# Python Fundamentals

Python is often described as a high-level, object-oriented language that emphasizes readability and simplicity. But what does this really mean? At its core, Python is designed to let you express ideas with minimal effort, much like having a natural conversation rather than deciphering complex machine instructions. Unlike Stata, which is command-driven, Python is more like a versatile toolbox, allowing you to construct solutions with reusable and flexible components.

A key concept in Python is that everything is an object—numbers, text, lists, functions, and even the modules you import are all objects with properties (attributes) and actions they can perform (methods). Think of it like everyday objects: a car has attributes (color, brand, speed) and methods (accelerate, brake, honk). Similarly, a string in Python has attributes (its length) and methods (.upper() to capitalize it). This design makes Python intuitive and powerful. To "speak Python," you need to think in terms of objects and their interactions—just as you describe real-world objects and what they can do.


In [4]:
print("Hello CETers!")

Hello CETers!


### 0. Understanding what it means that Python is an object-oriented language, its logic and syntaxis, how data is stored, and conceptual differences in compared to Stata

When we say Python is an object-oriented language, think of it like organizing your tools in a toolbox. Each tool is like an "object" – say, a hammer or screwdriver – with its unique purpose and features. In Python, everything you use is an object, whether it’s a simple number, a text string, or a complex data structure. These objects are based on "classes," which you can think of as blueprints for creating specific tools, defining what the objects can do and how they work.

Because Python uses this approach, it makes it easier to organize and manage your code, especially as your projects get bigger. You can build your own custom tools (objects) by defining classes, and reuse them whenever needed. This concept is different from some other programming styles where operations are handled in a more straightforward, step-by-step manner without this kind of blueprint-based organization.

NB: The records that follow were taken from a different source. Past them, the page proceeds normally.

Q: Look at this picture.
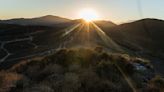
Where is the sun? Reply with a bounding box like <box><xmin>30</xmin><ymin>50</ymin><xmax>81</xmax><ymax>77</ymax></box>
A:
<box><xmin>79</xmin><ymin>8</ymin><xmax>98</xmax><ymax>22</ymax></box>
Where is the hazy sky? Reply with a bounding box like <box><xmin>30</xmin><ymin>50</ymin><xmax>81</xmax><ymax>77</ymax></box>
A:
<box><xmin>0</xmin><ymin>0</ymin><xmax>164</xmax><ymax>23</ymax></box>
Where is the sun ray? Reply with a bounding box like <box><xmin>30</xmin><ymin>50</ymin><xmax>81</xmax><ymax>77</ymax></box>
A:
<box><xmin>91</xmin><ymin>22</ymin><xmax>122</xmax><ymax>51</ymax></box>
<box><xmin>62</xmin><ymin>23</ymin><xmax>81</xmax><ymax>37</ymax></box>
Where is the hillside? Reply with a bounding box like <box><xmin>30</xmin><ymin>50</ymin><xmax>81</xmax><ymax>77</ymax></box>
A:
<box><xmin>0</xmin><ymin>47</ymin><xmax>164</xmax><ymax>92</ymax></box>
<box><xmin>105</xmin><ymin>19</ymin><xmax>164</xmax><ymax>53</ymax></box>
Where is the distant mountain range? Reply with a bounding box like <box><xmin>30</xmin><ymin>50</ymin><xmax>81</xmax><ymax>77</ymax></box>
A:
<box><xmin>0</xmin><ymin>15</ymin><xmax>164</xmax><ymax>55</ymax></box>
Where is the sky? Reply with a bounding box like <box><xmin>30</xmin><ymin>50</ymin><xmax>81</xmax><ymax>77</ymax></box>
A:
<box><xmin>0</xmin><ymin>0</ymin><xmax>164</xmax><ymax>23</ymax></box>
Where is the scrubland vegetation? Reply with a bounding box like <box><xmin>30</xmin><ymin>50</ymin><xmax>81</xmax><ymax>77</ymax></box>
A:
<box><xmin>0</xmin><ymin>47</ymin><xmax>164</xmax><ymax>92</ymax></box>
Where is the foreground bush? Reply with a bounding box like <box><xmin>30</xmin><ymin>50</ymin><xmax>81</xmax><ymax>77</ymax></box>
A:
<box><xmin>0</xmin><ymin>48</ymin><xmax>160</xmax><ymax>92</ymax></box>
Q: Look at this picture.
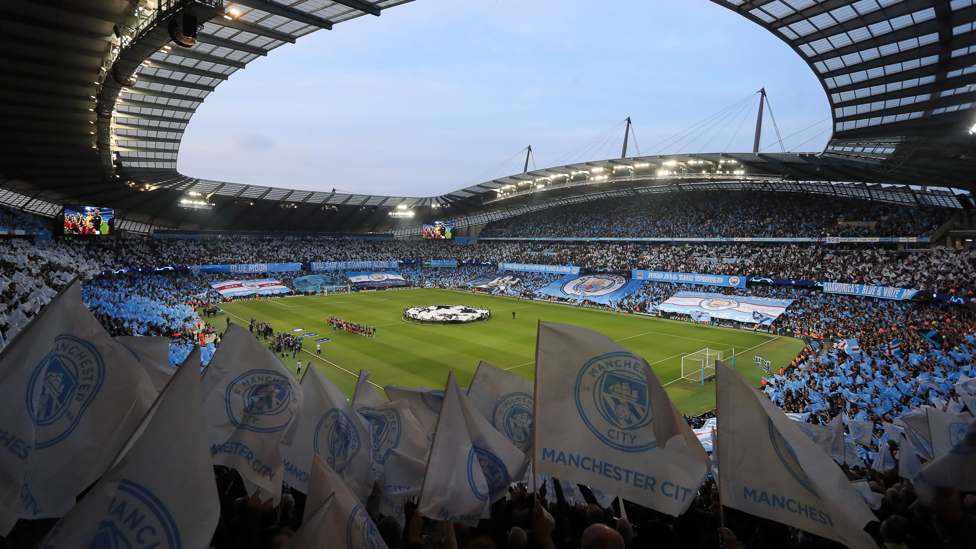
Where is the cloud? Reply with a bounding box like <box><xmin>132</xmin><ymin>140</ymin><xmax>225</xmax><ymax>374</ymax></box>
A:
<box><xmin>234</xmin><ymin>133</ymin><xmax>274</xmax><ymax>152</ymax></box>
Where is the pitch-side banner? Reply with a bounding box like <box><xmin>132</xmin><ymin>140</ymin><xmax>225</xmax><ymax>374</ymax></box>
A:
<box><xmin>631</xmin><ymin>271</ymin><xmax>746</xmax><ymax>288</ymax></box>
<box><xmin>312</xmin><ymin>261</ymin><xmax>400</xmax><ymax>271</ymax></box>
<box><xmin>210</xmin><ymin>278</ymin><xmax>291</xmax><ymax>297</ymax></box>
<box><xmin>466</xmin><ymin>275</ymin><xmax>522</xmax><ymax>290</ymax></box>
<box><xmin>660</xmin><ymin>292</ymin><xmax>793</xmax><ymax>325</ymax></box>
<box><xmin>498</xmin><ymin>263</ymin><xmax>579</xmax><ymax>274</ymax></box>
<box><xmin>346</xmin><ymin>271</ymin><xmax>407</xmax><ymax>288</ymax></box>
<box><xmin>823</xmin><ymin>282</ymin><xmax>918</xmax><ymax>300</ymax></box>
<box><xmin>540</xmin><ymin>273</ymin><xmax>644</xmax><ymax>303</ymax></box>
<box><xmin>189</xmin><ymin>263</ymin><xmax>302</xmax><ymax>274</ymax></box>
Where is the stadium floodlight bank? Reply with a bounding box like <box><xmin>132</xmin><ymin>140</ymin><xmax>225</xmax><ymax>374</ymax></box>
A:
<box><xmin>681</xmin><ymin>347</ymin><xmax>735</xmax><ymax>385</ymax></box>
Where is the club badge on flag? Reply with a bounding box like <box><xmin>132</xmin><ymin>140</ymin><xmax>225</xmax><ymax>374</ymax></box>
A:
<box><xmin>715</xmin><ymin>361</ymin><xmax>876</xmax><ymax>549</ymax></box>
<box><xmin>468</xmin><ymin>361</ymin><xmax>535</xmax><ymax>452</ymax></box>
<box><xmin>533</xmin><ymin>322</ymin><xmax>710</xmax><ymax>516</ymax></box>
<box><xmin>203</xmin><ymin>324</ymin><xmax>304</xmax><ymax>502</ymax></box>
<box><xmin>281</xmin><ymin>368</ymin><xmax>374</xmax><ymax>497</ymax></box>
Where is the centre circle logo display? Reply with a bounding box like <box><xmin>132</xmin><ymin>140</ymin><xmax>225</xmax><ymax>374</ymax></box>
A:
<box><xmin>491</xmin><ymin>393</ymin><xmax>534</xmax><ymax>451</ymax></box>
<box><xmin>768</xmin><ymin>419</ymin><xmax>820</xmax><ymax>499</ymax></box>
<box><xmin>88</xmin><ymin>479</ymin><xmax>182</xmax><ymax>549</ymax></box>
<box><xmin>468</xmin><ymin>446</ymin><xmax>511</xmax><ymax>500</ymax></box>
<box><xmin>420</xmin><ymin>391</ymin><xmax>444</xmax><ymax>414</ymax></box>
<box><xmin>698</xmin><ymin>297</ymin><xmax>739</xmax><ymax>311</ymax></box>
<box><xmin>356</xmin><ymin>406</ymin><xmax>402</xmax><ymax>464</ymax></box>
<box><xmin>346</xmin><ymin>505</ymin><xmax>386</xmax><ymax>549</ymax></box>
<box><xmin>225</xmin><ymin>370</ymin><xmax>298</xmax><ymax>433</ymax></box>
<box><xmin>562</xmin><ymin>274</ymin><xmax>627</xmax><ymax>297</ymax></box>
<box><xmin>312</xmin><ymin>408</ymin><xmax>362</xmax><ymax>475</ymax></box>
<box><xmin>575</xmin><ymin>351</ymin><xmax>657</xmax><ymax>452</ymax></box>
<box><xmin>27</xmin><ymin>334</ymin><xmax>105</xmax><ymax>449</ymax></box>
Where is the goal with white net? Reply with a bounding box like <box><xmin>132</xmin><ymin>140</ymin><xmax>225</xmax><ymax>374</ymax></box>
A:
<box><xmin>681</xmin><ymin>348</ymin><xmax>735</xmax><ymax>385</ymax></box>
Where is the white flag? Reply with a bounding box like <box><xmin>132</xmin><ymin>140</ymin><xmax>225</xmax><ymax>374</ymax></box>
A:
<box><xmin>898</xmin><ymin>433</ymin><xmax>922</xmax><ymax>479</ymax></box>
<box><xmin>203</xmin><ymin>324</ymin><xmax>303</xmax><ymax>503</ymax></box>
<box><xmin>794</xmin><ymin>420</ymin><xmax>834</xmax><ymax>456</ymax></box>
<box><xmin>281</xmin><ymin>367</ymin><xmax>374</xmax><ymax>497</ymax></box>
<box><xmin>533</xmin><ymin>322</ymin><xmax>709</xmax><ymax>516</ymax></box>
<box><xmin>286</xmin><ymin>455</ymin><xmax>387</xmax><ymax>549</ymax></box>
<box><xmin>827</xmin><ymin>412</ymin><xmax>844</xmax><ymax>461</ymax></box>
<box><xmin>115</xmin><ymin>336</ymin><xmax>176</xmax><ymax>391</ymax></box>
<box><xmin>356</xmin><ymin>400</ymin><xmax>430</xmax><ymax>501</ymax></box>
<box><xmin>468</xmin><ymin>361</ymin><xmax>535</xmax><ymax>452</ymax></box>
<box><xmin>352</xmin><ymin>370</ymin><xmax>386</xmax><ymax>408</ymax></box>
<box><xmin>422</xmin><ymin>374</ymin><xmax>493</xmax><ymax>526</ymax></box>
<box><xmin>42</xmin><ymin>350</ymin><xmax>220</xmax><ymax>549</ymax></box>
<box><xmin>847</xmin><ymin>419</ymin><xmax>874</xmax><ymax>446</ymax></box>
<box><xmin>871</xmin><ymin>444</ymin><xmax>898</xmax><ymax>468</ymax></box>
<box><xmin>715</xmin><ymin>361</ymin><xmax>877</xmax><ymax>549</ymax></box>
<box><xmin>916</xmin><ymin>419</ymin><xmax>976</xmax><ymax>494</ymax></box>
<box><xmin>926</xmin><ymin>408</ymin><xmax>973</xmax><ymax>459</ymax></box>
<box><xmin>383</xmin><ymin>385</ymin><xmax>444</xmax><ymax>440</ymax></box>
<box><xmin>0</xmin><ymin>281</ymin><xmax>158</xmax><ymax>536</ymax></box>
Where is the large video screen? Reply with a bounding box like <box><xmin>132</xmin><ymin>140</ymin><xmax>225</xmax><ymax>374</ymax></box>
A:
<box><xmin>424</xmin><ymin>221</ymin><xmax>454</xmax><ymax>240</ymax></box>
<box><xmin>64</xmin><ymin>206</ymin><xmax>115</xmax><ymax>235</ymax></box>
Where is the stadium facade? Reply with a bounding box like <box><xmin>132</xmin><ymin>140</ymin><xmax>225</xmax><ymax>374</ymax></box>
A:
<box><xmin>0</xmin><ymin>0</ymin><xmax>976</xmax><ymax>236</ymax></box>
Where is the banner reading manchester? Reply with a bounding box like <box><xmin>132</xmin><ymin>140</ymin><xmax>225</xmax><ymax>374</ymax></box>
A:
<box><xmin>660</xmin><ymin>292</ymin><xmax>793</xmax><ymax>325</ymax></box>
<box><xmin>346</xmin><ymin>271</ymin><xmax>407</xmax><ymax>288</ymax></box>
<box><xmin>823</xmin><ymin>282</ymin><xmax>918</xmax><ymax>300</ymax></box>
<box><xmin>539</xmin><ymin>273</ymin><xmax>644</xmax><ymax>304</ymax></box>
<box><xmin>631</xmin><ymin>270</ymin><xmax>746</xmax><ymax>288</ymax></box>
<box><xmin>210</xmin><ymin>278</ymin><xmax>291</xmax><ymax>297</ymax></box>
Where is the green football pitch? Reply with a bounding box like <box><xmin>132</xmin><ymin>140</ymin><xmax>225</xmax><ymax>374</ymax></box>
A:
<box><xmin>209</xmin><ymin>289</ymin><xmax>803</xmax><ymax>414</ymax></box>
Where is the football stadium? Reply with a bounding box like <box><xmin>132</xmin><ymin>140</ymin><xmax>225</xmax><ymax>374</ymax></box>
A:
<box><xmin>0</xmin><ymin>0</ymin><xmax>976</xmax><ymax>549</ymax></box>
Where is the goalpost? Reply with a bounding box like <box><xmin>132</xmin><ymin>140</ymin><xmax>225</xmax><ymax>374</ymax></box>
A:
<box><xmin>681</xmin><ymin>347</ymin><xmax>735</xmax><ymax>385</ymax></box>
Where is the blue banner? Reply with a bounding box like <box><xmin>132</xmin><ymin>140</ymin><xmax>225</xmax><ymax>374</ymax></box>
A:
<box><xmin>291</xmin><ymin>275</ymin><xmax>346</xmax><ymax>294</ymax></box>
<box><xmin>823</xmin><ymin>282</ymin><xmax>918</xmax><ymax>300</ymax></box>
<box><xmin>539</xmin><ymin>273</ymin><xmax>644</xmax><ymax>304</ymax></box>
<box><xmin>311</xmin><ymin>261</ymin><xmax>400</xmax><ymax>271</ymax></box>
<box><xmin>660</xmin><ymin>292</ymin><xmax>793</xmax><ymax>326</ymax></box>
<box><xmin>498</xmin><ymin>263</ymin><xmax>579</xmax><ymax>274</ymax></box>
<box><xmin>631</xmin><ymin>271</ymin><xmax>746</xmax><ymax>288</ymax></box>
<box><xmin>189</xmin><ymin>263</ymin><xmax>302</xmax><ymax>274</ymax></box>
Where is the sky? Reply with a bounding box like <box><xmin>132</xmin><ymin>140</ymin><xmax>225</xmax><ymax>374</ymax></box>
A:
<box><xmin>178</xmin><ymin>0</ymin><xmax>830</xmax><ymax>196</ymax></box>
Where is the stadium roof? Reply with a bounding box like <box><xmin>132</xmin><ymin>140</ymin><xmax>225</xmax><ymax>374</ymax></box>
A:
<box><xmin>0</xmin><ymin>0</ymin><xmax>976</xmax><ymax>233</ymax></box>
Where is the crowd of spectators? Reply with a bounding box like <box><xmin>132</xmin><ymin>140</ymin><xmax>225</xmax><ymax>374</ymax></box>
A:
<box><xmin>481</xmin><ymin>191</ymin><xmax>951</xmax><ymax>238</ymax></box>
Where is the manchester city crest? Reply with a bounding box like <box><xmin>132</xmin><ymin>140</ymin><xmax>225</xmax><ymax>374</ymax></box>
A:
<box><xmin>562</xmin><ymin>274</ymin><xmax>627</xmax><ymax>297</ymax></box>
<box><xmin>491</xmin><ymin>393</ymin><xmax>534</xmax><ymax>451</ymax></box>
<box><xmin>698</xmin><ymin>297</ymin><xmax>739</xmax><ymax>311</ymax></box>
<box><xmin>949</xmin><ymin>421</ymin><xmax>969</xmax><ymax>446</ymax></box>
<box><xmin>27</xmin><ymin>334</ymin><xmax>105</xmax><ymax>449</ymax></box>
<box><xmin>468</xmin><ymin>446</ymin><xmax>511</xmax><ymax>500</ymax></box>
<box><xmin>312</xmin><ymin>408</ymin><xmax>362</xmax><ymax>475</ymax></box>
<box><xmin>768</xmin><ymin>419</ymin><xmax>820</xmax><ymax>499</ymax></box>
<box><xmin>356</xmin><ymin>406</ymin><xmax>401</xmax><ymax>463</ymax></box>
<box><xmin>346</xmin><ymin>505</ymin><xmax>386</xmax><ymax>549</ymax></box>
<box><xmin>576</xmin><ymin>351</ymin><xmax>657</xmax><ymax>452</ymax></box>
<box><xmin>90</xmin><ymin>480</ymin><xmax>182</xmax><ymax>549</ymax></box>
<box><xmin>420</xmin><ymin>391</ymin><xmax>444</xmax><ymax>414</ymax></box>
<box><xmin>226</xmin><ymin>370</ymin><xmax>298</xmax><ymax>433</ymax></box>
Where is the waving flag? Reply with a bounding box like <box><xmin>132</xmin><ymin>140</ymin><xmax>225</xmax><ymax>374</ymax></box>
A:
<box><xmin>42</xmin><ymin>349</ymin><xmax>220</xmax><ymax>549</ymax></box>
<box><xmin>287</xmin><ymin>455</ymin><xmax>387</xmax><ymax>549</ymax></box>
<box><xmin>0</xmin><ymin>280</ymin><xmax>158</xmax><ymax>536</ymax></box>
<box><xmin>115</xmin><ymin>336</ymin><xmax>175</xmax><ymax>392</ymax></box>
<box><xmin>715</xmin><ymin>361</ymin><xmax>877</xmax><ymax>549</ymax></box>
<box><xmin>203</xmin><ymin>324</ymin><xmax>303</xmax><ymax>502</ymax></box>
<box><xmin>468</xmin><ymin>361</ymin><xmax>535</xmax><ymax>452</ymax></box>
<box><xmin>383</xmin><ymin>385</ymin><xmax>444</xmax><ymax>440</ymax></box>
<box><xmin>281</xmin><ymin>367</ymin><xmax>379</xmax><ymax>497</ymax></box>
<box><xmin>533</xmin><ymin>322</ymin><xmax>709</xmax><ymax>516</ymax></box>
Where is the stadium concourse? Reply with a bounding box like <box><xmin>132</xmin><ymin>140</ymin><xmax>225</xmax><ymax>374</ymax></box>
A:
<box><xmin>0</xmin><ymin>195</ymin><xmax>976</xmax><ymax>549</ymax></box>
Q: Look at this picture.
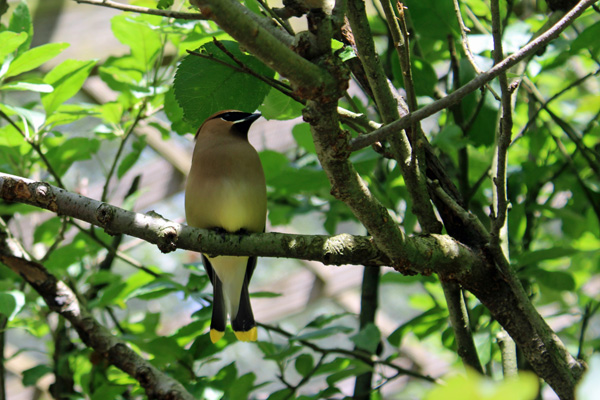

Comparing Python to Stata, which is software specifically designed for statistical analysis, there's a notable difference. Stata is more like a powerful calculator that lets you directly perform statistical tasks with simple commands. It’s tailored for data analysis functions and is quite user-friendly for that purpose. You type a command, and it processes the data accordingly.

On the other hand, Python is more like a Swiss Army knife. It’s highly versatile and can handle a wide range of tasks beyond just data analysis, such as building websites, automating tasks, and more. This versatility comes with a bit more complexity because you might have to understand some programming concepts to fully take advantage of it. But it also means Python offers more flexibility and power when you need to create custom solutions or handle various tasks within a single environment.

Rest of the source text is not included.